I turned 40 last week. There is nothing like a big birthday to highlight how uncomfortable I am being the center of attention. I used to refuse to go out to dinner on my birthday as a child unless my parents promised they wouldn’t have the waitstaff sing. It all just felt so horrifying to me.
I have done a lot of healing work since then, this year specifically. With my birthday approaching, I was thinking a lot about what it means to allow myself to be loved fully as I am.

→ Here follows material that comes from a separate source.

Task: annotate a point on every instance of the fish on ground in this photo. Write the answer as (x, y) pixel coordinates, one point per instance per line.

I spent a solid portion of my life rearranging myself so that I could fit neatly into external standards. I believe at one point I actually attempted to disappear. It felt safer and easier to make myself as agreeable as possible than to actually develop a sense of self. Unfortunately, that love and attention provided only a fleeting high because they weren’t based in reality. The anxiety would always return because I was not willing to let my true self be seen. My fear was that if I did, no one could possibly accept me.
It still isn’t easy to allow myself to be loved. To feel worthy of gifts. To feel comfortable with my friends going out of their way to celebrate me. To appreciate all of the small details intended to make me feel so special. But this year, on this 40th year of my existence, I finally let my guard down.

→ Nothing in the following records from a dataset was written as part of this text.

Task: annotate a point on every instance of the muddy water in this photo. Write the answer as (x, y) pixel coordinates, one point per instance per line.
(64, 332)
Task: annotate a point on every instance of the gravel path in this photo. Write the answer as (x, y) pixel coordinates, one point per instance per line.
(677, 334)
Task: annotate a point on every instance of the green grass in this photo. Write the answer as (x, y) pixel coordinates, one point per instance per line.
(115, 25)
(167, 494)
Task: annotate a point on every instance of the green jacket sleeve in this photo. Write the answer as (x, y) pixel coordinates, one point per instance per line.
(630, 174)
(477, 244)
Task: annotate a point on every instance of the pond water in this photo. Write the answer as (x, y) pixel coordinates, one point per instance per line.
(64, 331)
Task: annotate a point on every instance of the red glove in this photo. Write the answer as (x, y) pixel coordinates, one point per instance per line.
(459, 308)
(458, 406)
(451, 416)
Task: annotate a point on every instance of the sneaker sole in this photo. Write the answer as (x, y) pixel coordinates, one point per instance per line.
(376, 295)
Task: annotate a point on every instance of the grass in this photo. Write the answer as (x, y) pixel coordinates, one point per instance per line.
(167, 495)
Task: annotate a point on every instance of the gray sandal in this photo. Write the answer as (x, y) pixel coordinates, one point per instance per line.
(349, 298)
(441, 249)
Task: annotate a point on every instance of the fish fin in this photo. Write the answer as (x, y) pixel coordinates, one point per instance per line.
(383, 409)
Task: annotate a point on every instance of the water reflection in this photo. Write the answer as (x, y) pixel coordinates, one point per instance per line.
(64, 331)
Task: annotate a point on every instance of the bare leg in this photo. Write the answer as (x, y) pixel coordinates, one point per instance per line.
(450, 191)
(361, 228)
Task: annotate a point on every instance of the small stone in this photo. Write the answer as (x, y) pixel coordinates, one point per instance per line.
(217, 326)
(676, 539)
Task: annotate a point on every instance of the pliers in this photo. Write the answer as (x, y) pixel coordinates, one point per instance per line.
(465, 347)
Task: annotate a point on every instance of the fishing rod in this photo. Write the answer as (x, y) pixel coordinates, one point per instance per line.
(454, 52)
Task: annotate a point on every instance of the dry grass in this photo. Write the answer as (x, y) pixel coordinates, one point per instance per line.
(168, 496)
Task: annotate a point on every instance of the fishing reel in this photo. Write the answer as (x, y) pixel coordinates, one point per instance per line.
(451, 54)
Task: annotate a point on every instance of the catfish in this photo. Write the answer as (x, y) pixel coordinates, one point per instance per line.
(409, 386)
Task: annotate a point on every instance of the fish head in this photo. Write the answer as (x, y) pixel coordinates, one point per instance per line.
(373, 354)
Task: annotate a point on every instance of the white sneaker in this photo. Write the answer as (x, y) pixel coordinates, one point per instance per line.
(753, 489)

I have come to this beautiful point in my life where I finally no longer change who I am to gain the acceptance of others. I show up exactly as I am and allow my people to love that vulnerable version of me. My circle may be smaller, but my friendships feel so much richer. I would rather be loved by a few for who I am, than by many for who I am not.
My best friend and I spent the afternoon at the spa getting makeovers. We met up for happy hour at our favorite distillery. I ate a huge bowl of Penne Vodka and then half of Nick’s Chicken Parmigiana. We caught up on our lives, in a way that only parents who are in the busiest of seasons can appreciate. We held hands and laughed. There was even some ping pong. I let myself feel every single moment of that attention and felt truly loved.
This experience never would have been possible if I were still stuck in my eating disorder, consumed with diet culture’s rules and expectations. Staying vigilant took up so much of my brain space there was no room for presence, no separation to allow myself to relax. As I have gotten older and reclaimed my life, the things that are truly important to me have become abundantly clear. I now choose connection, balance and making memories above avoiding discomfort. I finally feel at home with myself and can allow others to see me for who I am, with all my imperfections.
I could not have healed my relationship to food, exercise, and my body alone. I needed accountability and someone trained in mindset and behavior transformation. It took support, intention, and a whole lot of work. But I promise, if I could do it, then so can you. This life is such gift.